Tuesday, October 30, 2012
Day thirty-one. There were some days I felt like giving up, but here we are - the last day. For some reason I'm wiping away tears. I can't explain them.
I have loved writing about this God who is ever present, this Holy One who sits enthroned in the highest heaven and longs to hear my voice and hold me close. I confess, it is so much easier to write the words than to live them out. Forgive me Father. How can it possibly be true?
Why do I choose other things over You? Why is it so hard to stop caring about the way others see me and be satisfied with Your tender look of love? Why, when you reach out to me do I turn the other way and pursue those other gods - the ones I've let take up residence in the place that is rightfully Yours? Why do I find it difficult to trust - to come to You with open hands and let You take what You must and give what is best? Why, when I have been given priceless treasure do I settle for cheap imitations? And why, after all those things, do You love me so passionately?

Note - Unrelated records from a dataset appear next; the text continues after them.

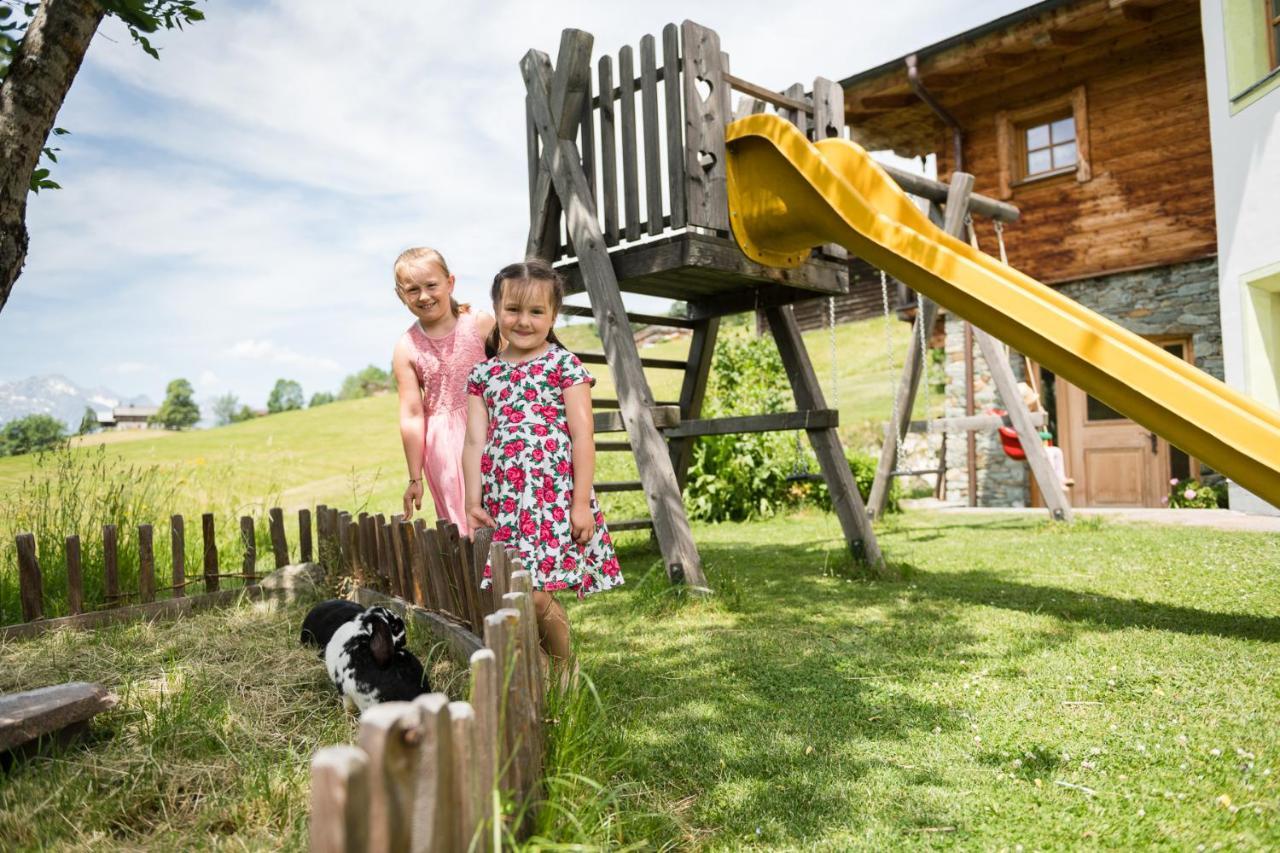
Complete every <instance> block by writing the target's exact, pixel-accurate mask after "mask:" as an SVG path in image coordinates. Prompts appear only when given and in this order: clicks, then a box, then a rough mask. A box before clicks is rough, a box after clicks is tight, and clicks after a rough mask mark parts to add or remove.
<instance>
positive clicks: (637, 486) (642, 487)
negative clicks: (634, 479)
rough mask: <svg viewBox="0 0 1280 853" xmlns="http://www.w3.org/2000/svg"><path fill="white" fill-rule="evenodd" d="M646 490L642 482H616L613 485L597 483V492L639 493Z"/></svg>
mask: <svg viewBox="0 0 1280 853" xmlns="http://www.w3.org/2000/svg"><path fill="white" fill-rule="evenodd" d="M643 488H644V483H641V482H640V480H616V482H612V483H595V491H596V492H639V491H641V489H643Z"/></svg>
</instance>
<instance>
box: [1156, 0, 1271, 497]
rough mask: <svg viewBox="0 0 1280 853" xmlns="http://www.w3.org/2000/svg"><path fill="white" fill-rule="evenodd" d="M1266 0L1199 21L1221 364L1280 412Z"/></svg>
mask: <svg viewBox="0 0 1280 853" xmlns="http://www.w3.org/2000/svg"><path fill="white" fill-rule="evenodd" d="M1261 6H1262V4H1261V3H1257V1H1256V0H1202V1H1201V19H1202V23H1203V31H1204V73H1206V77H1207V82H1208V109H1210V132H1211V140H1212V145H1213V193H1215V204H1216V214H1217V245H1219V274H1220V304H1221V313H1222V359H1224V371H1225V377H1226V383H1228V384H1229V386H1231V387H1233V388H1235V389H1238V391H1242V392H1244V393H1247V394H1249V396H1251V397H1253V398H1256V400H1258V401H1261V402H1262V403H1265V405H1267V406H1271V407H1272V409H1280V69H1277V70H1271V69H1268V68H1267V67H1266V61H1265V60H1261V59H1260V51H1258V50H1257V49H1256V47H1257V46H1256V44H1254V42H1256V41H1257V38H1258V36H1260V35H1261V37H1262V38H1265V37H1266V36H1265V29H1263V26H1262V20H1261V17H1262V15H1261ZM1251 15H1256V17H1257V20H1254V19H1253V18H1252V17H1251ZM1263 45H1265V42H1263ZM1262 55H1265V54H1262ZM1260 61H1261V63H1262V64H1258V63H1260ZM1171 190H1174V191H1176V190H1175V188H1171ZM1230 500H1231V507H1233V508H1236V510H1243V511H1245V512H1265V514H1268V515H1280V508H1277V507H1274V506H1271V505H1268V503H1266V502H1263V501H1262V500H1261V498H1258V497H1256V496H1253V494H1251V493H1249V492H1245V491H1244V489H1242V488H1239V487H1236V485H1234V484H1233V485H1231V489H1230Z"/></svg>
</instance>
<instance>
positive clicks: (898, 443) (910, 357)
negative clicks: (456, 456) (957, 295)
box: [867, 172, 973, 517]
mask: <svg viewBox="0 0 1280 853" xmlns="http://www.w3.org/2000/svg"><path fill="white" fill-rule="evenodd" d="M972 195H973V175H972V174H968V173H966V172H956V173H954V174H952V175H951V188H950V190H948V192H947V210H946V216H945V218H943V214H942V211H941V209H940V207H938V206H937V204H931V205H929V218H931V219H933V222H934V224H941V225H942V231H945V232H947V233H948V234H951V236H952V237H957V238H960V240H963V238H964V236H963V234H964V218H965V215H966V214H968V213H969V201H970V196H972ZM940 220H941V222H940ZM937 319H938V305H937V302H934V301H932V300H927V298H924V297H923V296H922V297H920V309H919V310H918V311H916V313H915V323H914V324H913V325H911V342H910V345H909V346H908V351H906V361H905V362H904V364H902V375H901V378H900V379H899V380H897V382H899V386H897V387H899V393H897V400H895V401H893V414H892V415H891V416H890V421H888V424H886V427H884V443H883V444H881V456H879V461H878V462H877V465H876V479H874V482H873V483H872V491H870V494H868V496H867V510H868V511H869V512H870V514H872V517H881V516H883V515H884V507H886V506H887V505H888V488H890V480H891V479H892V476H891V471H892V470H893V469H895V466H896V465H897V450H899V446H900V444H901V442H902V439H904V438H906V429H908V425H909V424H910V420H911V410H913V409H914V407H915V392H916V389H918V388H919V387H920V377H922V374H923V373H924V370H923V366H924V351H923V350H922V348H920V329H922V328H923V329H924V337H925V338H928V337H929V334H932V332H933V327H934V324H936V323H937ZM920 324H923V327H922V325H920Z"/></svg>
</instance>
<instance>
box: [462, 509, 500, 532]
mask: <svg viewBox="0 0 1280 853" xmlns="http://www.w3.org/2000/svg"><path fill="white" fill-rule="evenodd" d="M467 525H468V526H470V528H471V529H472V530H475V529H477V528H497V526H498V523H497V521H494V520H493V516H492V515H489V514H488V512H485V511H484V507H483V506H480V505H479V503H477V505H475V506H468V507H467Z"/></svg>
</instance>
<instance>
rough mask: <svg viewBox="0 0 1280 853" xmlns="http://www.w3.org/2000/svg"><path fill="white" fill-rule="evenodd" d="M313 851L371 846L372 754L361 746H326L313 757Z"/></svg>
mask: <svg viewBox="0 0 1280 853" xmlns="http://www.w3.org/2000/svg"><path fill="white" fill-rule="evenodd" d="M310 839H311V840H310V850H311V853H365V850H366V849H367V848H369V757H367V756H366V754H365V751H364V749H360V748H358V747H325V748H324V749H321V751H320V752H317V753H316V754H315V758H312V760H311V825H310Z"/></svg>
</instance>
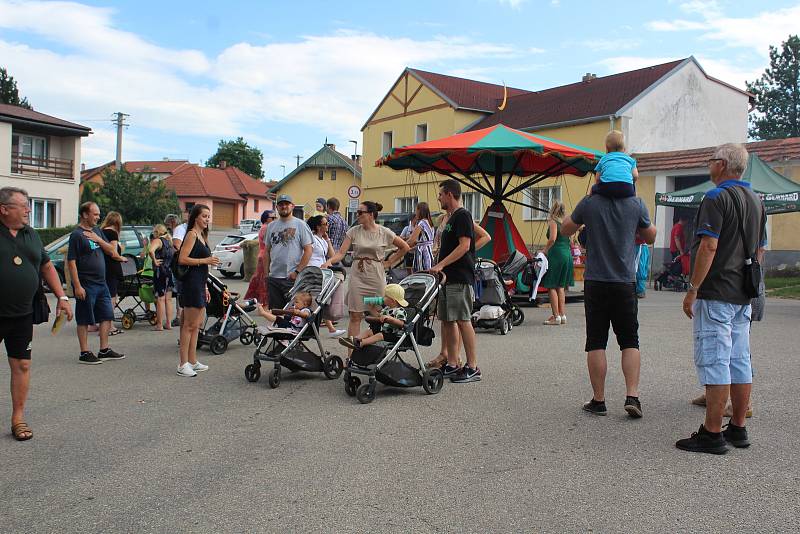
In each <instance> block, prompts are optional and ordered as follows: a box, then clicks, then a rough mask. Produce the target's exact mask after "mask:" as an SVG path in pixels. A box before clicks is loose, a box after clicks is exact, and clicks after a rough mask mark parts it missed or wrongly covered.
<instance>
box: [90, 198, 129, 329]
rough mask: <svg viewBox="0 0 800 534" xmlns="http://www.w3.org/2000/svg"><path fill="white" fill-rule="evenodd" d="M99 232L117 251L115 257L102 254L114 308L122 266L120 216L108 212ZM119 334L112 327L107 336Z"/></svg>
mask: <svg viewBox="0 0 800 534" xmlns="http://www.w3.org/2000/svg"><path fill="white" fill-rule="evenodd" d="M100 230H102V231H103V236H105V238H106V241H108V242H109V243H111V246H112V247H114V249H115V250H116V251H117V257H111V256H109V255H108V254H103V258H104V259H105V262H106V285H107V286H108V292H109V294H111V303H112V304H113V305H114V307H116V306H117V294H118V293H119V281H120V280H121V279H122V264H121V263H120V262H121V261H124V260H123V259H122V244H121V243H120V241H119V235H120V234H121V233H122V215H120V214H119V212H117V211H109V212H108V213H107V214H106V218H105V219H103V223H102V224H101V225H100ZM95 328H96V327H95ZM95 328H90V331H94V330H95ZM121 333H122V330H120V329H119V328H116V327H113V328H112V329H111V331H110V332H109V333H108V335H109V336H114V335H117V334H121Z"/></svg>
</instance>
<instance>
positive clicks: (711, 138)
mask: <svg viewBox="0 0 800 534" xmlns="http://www.w3.org/2000/svg"><path fill="white" fill-rule="evenodd" d="M748 107H749V104H748V100H747V96H746V95H744V94H742V93H740V92H737V91H735V90H733V89H730V88H728V87H726V86H724V85H722V84H720V83H717V82H713V81H711V80H709V79H708V78H706V76H705V74H703V72H702V71H701V70H700V69H699V68H698V66H697V65H696V64H695V63H694V62H692V61H688V62H687V63H686V64H684V65H683V66H682V67H681V68H680V69H679V70H678V71H677V72H674V73H673V74H672V75H671V76H669V77H668V78H667V79H666V80H663V81H662V82H661V83H660V84H659V85H657V86H656V87H655V88H654V89H652V90H651V91H650V92H649V93H646V94H645V95H644V96H642V97H641V98H640V99H639V100H638V101H636V102H635V103H634V104H632V105H631V106H630V108H628V109H627V110H624V111H623V113H622V115H623V125H624V130H623V131H624V133H625V138H626V140H627V146H626V149H627V151H628V152H636V153H643V152H664V151H669V150H684V149H689V148H700V147H706V146H714V145H719V144H722V143H744V142H745V141H746V140H747V109H748Z"/></svg>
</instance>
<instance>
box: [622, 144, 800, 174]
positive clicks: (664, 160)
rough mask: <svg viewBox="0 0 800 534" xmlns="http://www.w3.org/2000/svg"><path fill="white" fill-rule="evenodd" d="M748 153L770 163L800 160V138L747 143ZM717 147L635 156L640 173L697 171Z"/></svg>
mask: <svg viewBox="0 0 800 534" xmlns="http://www.w3.org/2000/svg"><path fill="white" fill-rule="evenodd" d="M744 146H745V148H746V149H747V151H748V152H750V153H753V154H756V155H757V156H758V157H759V158H761V159H763V160H764V161H766V162H768V163H774V162H780V161H786V160H800V137H790V138H788V139H772V140H769V141H754V142H752V143H745V145H744ZM715 148H716V147H713V146H709V147H704V148H695V149H691V150H675V151H672V152H650V153H646V154H634V157H635V158H636V166H637V167H638V169H639V172H651V171H669V170H679V169H697V168H701V167H705V166H706V163H707V162H708V158H710V157H711V156H712V155H713V154H714V149H715Z"/></svg>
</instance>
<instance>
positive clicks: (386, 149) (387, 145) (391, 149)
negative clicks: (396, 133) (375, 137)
mask: <svg viewBox="0 0 800 534" xmlns="http://www.w3.org/2000/svg"><path fill="white" fill-rule="evenodd" d="M392 137H393V136H392V132H383V155H386V154H388V153H389V151H391V150H392V148H393V147H394V139H393V138H392Z"/></svg>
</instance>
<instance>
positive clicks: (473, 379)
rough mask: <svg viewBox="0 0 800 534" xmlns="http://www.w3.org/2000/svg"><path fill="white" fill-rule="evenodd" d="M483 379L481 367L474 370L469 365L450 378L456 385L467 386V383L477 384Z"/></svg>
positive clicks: (453, 375)
mask: <svg viewBox="0 0 800 534" xmlns="http://www.w3.org/2000/svg"><path fill="white" fill-rule="evenodd" d="M480 379H481V370H480V368H479V367H476V368H475V369H473V368H472V367H470V366H469V365H465V366H464V367H462V368H461V369H459V370H458V372H457V373H456V374H454V375H453V376H451V377H450V381H451V382H453V383H455V384H466V383H467V382H477V381H478V380H480Z"/></svg>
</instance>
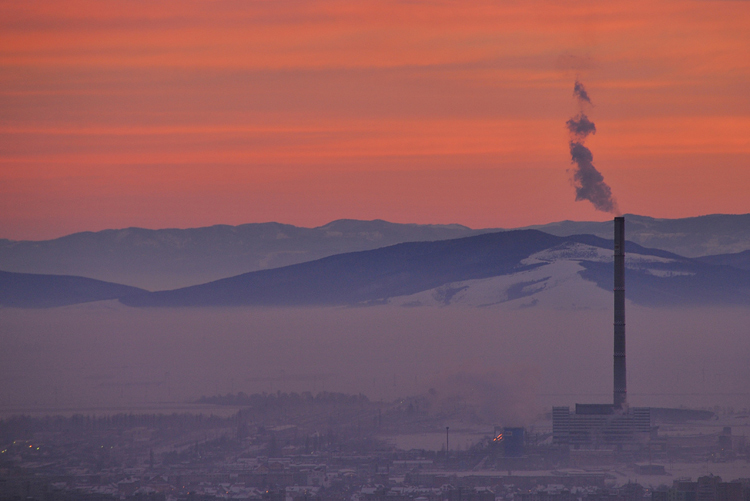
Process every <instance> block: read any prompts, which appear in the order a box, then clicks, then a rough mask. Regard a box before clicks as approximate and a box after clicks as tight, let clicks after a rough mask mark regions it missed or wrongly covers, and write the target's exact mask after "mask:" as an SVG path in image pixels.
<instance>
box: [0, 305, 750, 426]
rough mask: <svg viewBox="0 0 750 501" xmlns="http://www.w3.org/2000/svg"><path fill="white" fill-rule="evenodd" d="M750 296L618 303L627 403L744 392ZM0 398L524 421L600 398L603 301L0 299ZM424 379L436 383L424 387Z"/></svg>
mask: <svg viewBox="0 0 750 501" xmlns="http://www.w3.org/2000/svg"><path fill="white" fill-rule="evenodd" d="M748 325H750V309H741V308H734V309H730V308H724V309H708V308H706V309H689V310H688V309H672V310H655V309H649V308H643V307H637V306H634V305H628V327H627V331H628V385H629V386H628V390H629V400H630V403H631V404H632V405H652V406H680V405H684V406H692V407H707V406H714V405H720V406H732V407H734V408H736V409H742V408H748V407H750V364H748V360H750V338H748V335H747V332H748V329H747V326H748ZM0 327H1V328H0V346H2V350H0V411H1V412H2V413H3V414H5V415H7V414H9V413H17V412H29V411H32V410H34V409H44V410H48V411H56V410H65V409H68V410H70V409H81V410H83V411H87V410H91V409H100V410H102V409H106V408H117V409H135V408H142V407H143V406H148V405H150V404H165V403H169V402H173V403H182V402H186V401H191V400H194V399H197V398H199V397H201V396H203V395H216V394H226V393H230V392H232V393H236V392H239V391H243V392H245V393H254V392H264V391H265V392H276V391H279V390H280V391H312V392H319V391H337V392H347V393H364V394H365V395H367V396H368V397H370V398H371V399H385V400H390V399H394V398H397V397H402V396H409V395H416V394H421V393H427V392H428V391H429V389H430V388H432V389H434V390H435V392H436V393H437V395H438V396H439V398H444V399H446V400H445V401H455V400H456V399H458V400H461V401H463V402H464V404H465V405H472V406H475V407H477V409H479V412H480V414H483V415H484V416H485V417H487V419H496V420H503V421H505V422H506V423H509V422H511V421H512V422H514V423H516V422H517V423H518V424H523V423H522V422H523V421H524V420H525V419H531V418H533V417H535V415H536V414H537V413H540V412H545V411H549V407H550V406H551V405H560V404H564V405H572V404H574V403H575V402H609V401H610V399H611V388H612V314H611V310H609V309H601V310H595V311H594V310H578V311H556V310H552V309H548V310H543V309H538V308H532V309H527V310H509V309H473V308H472V309H454V308H400V307H392V306H378V307H369V308H327V309H271V310H261V309H249V308H248V309H242V308H235V309H208V308H207V309H194V310H191V309H184V310H169V309H163V310H162V309H154V310H141V309H131V308H127V307H123V306H121V305H118V304H116V303H98V304H90V305H83V306H76V307H69V308H58V309H51V310H19V309H2V310H0ZM435 392H433V393H435Z"/></svg>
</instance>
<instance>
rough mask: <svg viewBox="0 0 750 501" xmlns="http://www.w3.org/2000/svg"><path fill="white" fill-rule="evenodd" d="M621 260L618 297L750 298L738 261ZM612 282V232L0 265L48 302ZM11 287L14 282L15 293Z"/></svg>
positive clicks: (284, 302) (389, 292) (276, 302)
mask: <svg viewBox="0 0 750 501" xmlns="http://www.w3.org/2000/svg"><path fill="white" fill-rule="evenodd" d="M626 267H627V269H628V271H627V283H626V287H627V291H628V296H627V297H628V299H629V300H631V301H633V302H636V303H639V304H644V305H650V306H686V305H717V304H719V305H728V304H735V305H737V304H739V305H748V304H750V271H747V270H742V269H739V268H733V267H730V266H725V265H715V264H709V263H705V262H702V261H700V260H697V259H691V258H686V257H682V256H679V255H677V254H673V253H670V252H667V251H664V250H659V249H649V248H645V247H642V246H640V245H638V244H635V243H633V242H627V244H626ZM86 284H88V287H89V288H90V289H91V292H90V293H89V294H88V295H86V294H83V293H81V289H80V287H81V285H84V286H85V285H86ZM612 286H613V284H612V241H611V240H606V239H603V238H599V237H596V236H593V235H573V236H568V237H559V236H555V235H550V234H548V233H544V232H541V231H538V230H513V231H502V232H495V233H486V234H481V235H475V236H471V237H464V238H458V239H451V240H438V241H430V242H407V243H401V244H396V245H393V246H388V247H383V248H380V249H374V250H368V251H360V252H352V253H344V254H337V255H333V256H328V257H325V258H322V259H318V260H313V261H308V262H305V263H299V264H295V265H290V266H285V267H280V268H273V269H268V270H259V271H254V272H249V273H244V274H240V275H237V276H234V277H230V278H225V279H220V280H216V281H212V282H208V283H205V284H200V285H194V286H190V287H185V288H178V289H174V290H165V291H159V292H147V291H144V290H141V289H135V288H132V287H126V286H119V285H117V284H111V283H105V282H100V281H95V280H91V279H84V278H81V277H60V276H57V275H31V274H17V273H7V272H6V273H3V274H0V292H1V293H0V302H2V304H5V305H7V306H25V307H49V306H58V305H65V304H73V303H75V302H86V301H96V300H100V299H110V298H118V299H119V300H120V302H121V303H123V304H125V305H128V306H133V307H196V306H201V307H205V306H275V307H285V306H367V305H378V304H393V305H397V306H403V307H416V306H440V307H442V306H448V305H464V306H469V307H489V306H494V305H499V304H509V305H511V306H512V307H518V308H525V307H534V306H536V305H537V304H538V303H539V302H540V301H541V302H542V303H544V302H550V301H551V302H552V303H550V304H552V305H553V306H555V307H561V306H562V307H574V308H581V307H584V308H592V307H598V308H604V307H607V308H609V307H611V292H610V291H611V290H612ZM65 287H69V288H70V291H71V294H70V297H66V296H65V295H64V294H61V293H60V291H61V290H62V291H64V290H65ZM118 287H120V289H118ZM14 288H15V289H16V290H20V291H23V294H21V295H20V297H22V298H23V299H24V300H23V301H22V302H19V300H18V297H19V296H18V295H14V293H13V290H14ZM35 290H36V294H37V297H38V301H37V302H36V303H35V302H34V297H35V296H34V291H35ZM51 291H52V292H51ZM53 292H54V293H53ZM9 298H10V299H9ZM9 301H11V302H9ZM13 301H14V302H13ZM555 301H556V302H555Z"/></svg>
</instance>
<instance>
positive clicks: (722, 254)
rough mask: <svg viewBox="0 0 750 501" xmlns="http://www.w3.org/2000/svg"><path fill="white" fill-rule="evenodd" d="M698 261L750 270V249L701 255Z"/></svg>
mask: <svg viewBox="0 0 750 501" xmlns="http://www.w3.org/2000/svg"><path fill="white" fill-rule="evenodd" d="M696 259H697V260H698V261H700V262H702V263H707V264H713V265H723V266H731V267H733V268H739V269H741V270H750V250H746V251H742V252H735V253H732V254H714V255H712V256H701V257H698V258H696Z"/></svg>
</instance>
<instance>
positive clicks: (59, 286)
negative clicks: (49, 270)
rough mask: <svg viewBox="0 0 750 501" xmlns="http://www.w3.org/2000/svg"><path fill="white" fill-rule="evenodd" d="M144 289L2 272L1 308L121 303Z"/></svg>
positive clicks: (57, 275) (0, 304) (0, 299)
mask: <svg viewBox="0 0 750 501" xmlns="http://www.w3.org/2000/svg"><path fill="white" fill-rule="evenodd" d="M144 292H146V291H144V290H143V289H138V288H136V287H129V286H127V285H120V284H113V283H110V282H102V281H101V280H94V279H91V278H84V277H75V276H66V275H37V274H30V273H11V272H7V271H0V305H2V306H11V307H17V308H53V307H57V306H68V305H72V304H81V303H90V302H94V301H105V300H108V299H118V298H121V297H124V296H128V295H131V294H138V293H144Z"/></svg>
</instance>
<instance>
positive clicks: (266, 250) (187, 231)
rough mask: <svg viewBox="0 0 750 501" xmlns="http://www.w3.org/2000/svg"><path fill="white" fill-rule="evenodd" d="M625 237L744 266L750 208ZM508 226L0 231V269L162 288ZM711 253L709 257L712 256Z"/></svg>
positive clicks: (240, 225) (338, 224)
mask: <svg viewBox="0 0 750 501" xmlns="http://www.w3.org/2000/svg"><path fill="white" fill-rule="evenodd" d="M626 225H627V238H628V240H630V241H632V242H635V243H638V244H640V245H643V246H644V247H648V248H659V249H663V250H667V251H670V252H673V253H675V254H678V255H681V256H687V257H697V256H701V260H703V261H704V262H705V263H709V264H723V265H729V266H733V267H735V268H739V269H750V252H744V251H747V250H748V249H750V214H745V215H722V214H714V215H709V216H701V217H695V218H684V219H656V218H650V217H645V216H638V215H632V214H628V215H626ZM526 229H537V230H541V231H544V232H546V233H550V234H552V235H556V236H570V235H577V234H592V235H595V236H598V237H601V238H605V239H610V238H611V237H612V221H611V220H609V221H604V222H585V221H584V222H576V221H561V222H556V223H550V224H546V225H536V226H533V227H529V228H526ZM498 231H507V230H502V229H492V228H487V229H479V230H475V229H471V228H468V227H466V226H461V225H457V224H454V225H419V224H397V223H389V222H387V221H382V220H374V221H358V220H350V219H342V220H337V221H333V222H331V223H328V224H326V225H323V226H320V227H317V228H300V227H296V226H293V225H288V224H280V223H254V224H245V225H239V226H228V225H216V226H210V227H204V228H191V229H162V230H148V229H142V228H127V229H121V230H104V231H99V232H83V233H75V234H72V235H68V236H65V237H61V238H58V239H54V240H46V241H12V240H2V239H0V269H2V270H6V271H11V272H17V273H37V274H50V275H74V276H82V277H88V278H92V279H97V280H102V281H107V282H114V283H121V284H127V285H130V286H136V287H139V288H144V289H149V290H165V289H175V288H182V287H186V286H191V285H196V284H202V283H206V282H211V281H214V280H218V279H221V278H228V277H232V276H236V275H240V274H243V273H247V272H251V271H258V270H264V269H273V268H280V267H283V266H288V265H292V264H298V263H303V262H308V261H314V260H316V259H320V258H323V257H327V256H332V255H336V254H344V253H349V252H357V251H365V250H372V249H377V248H382V247H387V246H390V245H395V244H398V243H404V242H420V241H437V240H449V239H455V238H461V237H468V236H474V235H481V234H486V233H494V232H498ZM711 255H716V257H713V258H712V257H711Z"/></svg>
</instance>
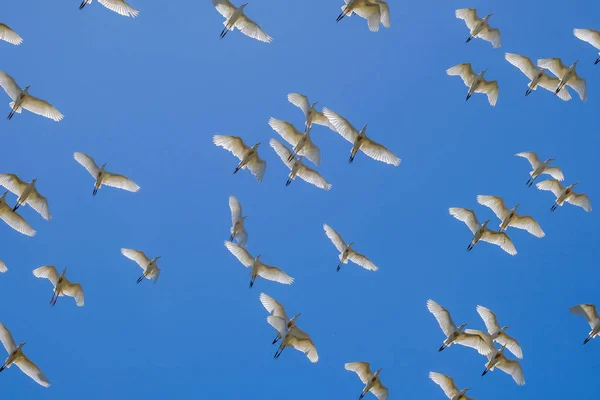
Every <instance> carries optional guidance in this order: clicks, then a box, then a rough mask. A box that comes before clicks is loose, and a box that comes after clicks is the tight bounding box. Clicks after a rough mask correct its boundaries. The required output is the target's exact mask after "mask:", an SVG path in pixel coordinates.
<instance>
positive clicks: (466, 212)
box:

I let the questions roll down my cheeks and know that this journey can never end. It reaches to the end of my days and then into eternity.
It is a bit of a conundrum this seeking after God - for He wants desperately to be found. It is that thought that brings the tears. The tenderness, the love, the longing of a Father who spared nothing that we might find Him. From this thirty-one days I take a longing to love Him well, to drink deeply, trust fully, walk ever mindful that He is always with me. I pray it is the same for you. He loves you.